Exploitation non rentable du gaz de schiste ?

En se basant sur les correspondances internes de diverses entreprises, le très sérieux New York Times a révélé les secrètes inquiétudes au sein des instances dirigeantes. Au départ, nombre de ces sociétés d’exploitation du gaz de schiste ont effectivement flairé les énormes rendements que ce nouveau type de ressources énergétiques serait prédisposé à offrir. En conséquence de cette analyse, elles ont ainsi intégré une masse considérable de fonds au sein d’investissements d’envergure pour les forages de puits. Pourtant, les documents obtenus par l’organe de presse américaine jettent un doute quant aux véritables potentiels de rentabilité des exploitations. Une majeure partie de ces correspondances internes démontre ainsi la difficulté rencontrée par les exploitants dans le processus de forage, ainsi qu’un écart certain entre le coût prévisionnel et celui qui est réellement dépensé. Certains responsables de ces entreprises vont même jusqu’à remettre en cause la véracité des premières évaluations du volume du gaz non conventionnel disponible au sein des puits. À la constatation de ces messages tenus confidentiels, le journal a conclu que des interrogations restent encore en suspens concernant la véritable rentabilité de l’exploitation du gaz de schiste. La crainte d’une nouvelle bulle spéculative est même admise par certains analystes financiers, estimant que le lot d’investissement réalisé est trop élevé alors que ce gaz non conventionnel est non-rentable.

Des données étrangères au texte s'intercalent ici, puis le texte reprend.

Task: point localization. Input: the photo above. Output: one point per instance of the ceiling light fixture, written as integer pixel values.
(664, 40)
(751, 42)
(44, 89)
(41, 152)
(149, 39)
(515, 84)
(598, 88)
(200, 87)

Première phase de test sur une locomotive de la BNSF

Cependant, toutes ces formes d’alertes n’entament pas l’optimisme des exploitants, qui projettent d’ores et déjà de passer à l’étape suivante, celle de l’utilisation du gaz de schiste sur des équipements du quotidien. C’est ainsi qu’une première phase expérimentale va être lancée au cours de cette année au sein de la première compagnie ferroviaire des États-Unis, la Burlington Northern and Santa Fe Railway. Propriété du magnat des finances Warren Buffet, la BNSF est également connue outre-Atlantique comme le deuxième plus grand consommateur de gazole, derrière l’US Navy. Le récent essor du gaz de schiste a notamment favorisé un effondrement des prix du gaz naturel aux États-Unis. Une situation que n’a pas manqué de remarquer les dirigeants de la compagnie ferroviaire. Par rapport aux prix du gazole, celui du gaz est huit fois moins cher. Aussi, l’initiative ne s’est pas fait attendre et la BNSF compte expérimenter le gaz non conventionnel sur une de ses locomotives. Pour cette compagnie qui compte dans son parc plus de 7 000 locomotives fonctionnant au gazole, cette manne sera véritablement à l’origine d’économies monumentales, si les tests sont concluants.